Initially, MyShake will deliver alerts to people for quakes exceeding magnitude 4.5 that will produce a shaking intensity in their area greater than level 3 on the modified Mercalli scale: a threshold at which most people will feel shaking, if they are indoors, that is similar to feeling vibrations from a truck driving by on the street. Once the app has been tested, the developers plan to create a two-tier system, adding a more urgent message for those likely to experience a shaking intensity greater than 4, which is more like a truck hitting your building.
In addition to the MyShake app, the ShakeAlert system will also deliver alerts through the Wireless Emergency Alert, or WEA system — the same system that delivers severe weather warnings and AMBER Alerts. ShakeAlert computers confirm a quake and publish an alert in 3 to 10 seconds, while recent tests show that WEA has an average delivery time of about 13 seconds. MyShake has been demonstrated to deliver these alerts in as little as 3.7 seconds, meaning Californians could get an alert as soon as 7 seconds after a fault rupture begins.
“Our initial tests on the speed of MyShake alert delivery are very encouraging, but we do not know how these will change as the number of people using the app increases,” said Allen. “Rolling out the system is the only way to monitor the performance with a large number of users and further improve the system.”
Crowdsourcing information on shaking intensity
Allen leads the UC Berkeley team that developed MyShake, which has been funded since June by $1.5 million over two years from CalOES after five years of startup funding from the Moore Foundation.
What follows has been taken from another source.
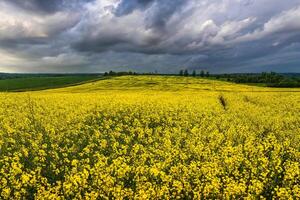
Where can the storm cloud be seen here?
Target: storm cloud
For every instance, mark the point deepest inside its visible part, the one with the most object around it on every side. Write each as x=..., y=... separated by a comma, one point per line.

Allen’s team also wrote ShakeAlert’s core algorithm, which analyzes data from the state-wide network of earthquake sensors and makes the initial calculations of magnitude and estimates of shaking intensity.
MyShake was launched in 2016 as an app that crowdsources shaking data from the sensors in a cellphone and sends that information to UC Berkeley to be analyzed. The idea, Allen said, was to use the tens of millions of cellphones in circulation within the state as a dense sensor network, which, although not as good as the scientific-grade instruments of the California Integrated Seismic Network, would augment the existing ShakeAlert system and provide valuable additional data. MyShake employs machine learning to convert this crowdsourced data into early warning of ground shaking.
“The citizen science piece is very much part of the relationship with Cal OES,” he said. “Part of what Cal OES is funding is the research to explore how the MyShake phone triggers could be used to make ShakeAlert faster. By having many more people with this app on their phones, we are going to get more data, and that, over time, could make ShakeAlert better, as well.”
Allen has a global vision for MyShake, too: bringing EEW to regions of the world that don’t have seismic networks like those in Japan, Mexico and California, but do have millions of people with cellphones. While MyShake has been downloaded 300,000 times by people in 80 countries and has recorded more than 1,000 quakes in these countries, his team needs many more users to truly test the ability of the platform to serve as an early warning network, instead of just a data collection network.
While Allen hopes that the MyShake network of citizen scientists will make both ShakeAlert and MyShake much better, for now, MyShake alerts will be based on data supplied by the ShakeAlert seismic network alone.
“MyShake is a prototype system we are rolling out, but it has the potential to save lives, reduce injuries and minimize losses in the next California quake,” he said. “By delivering ShakeAlerts to smartphones across California, we can help fulfill the potential of the California Earthquake Early Warning System.”